The noble Lord said: My Lords, this amendment is very similar to the one on low vision committees that I moved in Committee. I have moved the provision again in an attempt to see whether the Minister might reconsider some of the matters he described in Committee. In Committee, the Minister said:

    "My view is that it would be inappropriate now to impose a requirement for primary care trusts and local authorities effectively to establish statutory low vision services committees. I think that it would make sense to allow the project to continue and for an evaluation of the committees' impact on service provision to be carried out by the implementation group at the end of that 18-month period . . . I assure noble Lords that the department will continue to take a close interest in the progress of the implementation project. I take the view that legislation is not the appropriate route down which we should go, but I hope I have reassured noble Lords that we take a keen interest. I accept that having made progress in the past two or three years, more progress needs to be made".—[Official Report, 21/03/02; col. 1521.]

Those were very welcome words.
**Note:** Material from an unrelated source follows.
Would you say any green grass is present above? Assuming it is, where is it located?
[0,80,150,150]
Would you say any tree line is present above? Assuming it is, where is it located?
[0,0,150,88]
However, having considered the Minister's words, we on these Benches contend that it does not make sense for the Department of Health to sit back and wait for 18 months. The department needs to take action now. The need is urgent as statutory authorities in many parts of the country are failing people with sight problems, resulting, for example, in 200 accidents in the home every week caused by sight problems which people are not being properly supported in managing. Moreover, many of the low vision services committees need stronger support from statutory authorities now so that they can successfully negotiate the changes in commissioning entailed by the restructuring of health services that we have been debating in relation to this Bill.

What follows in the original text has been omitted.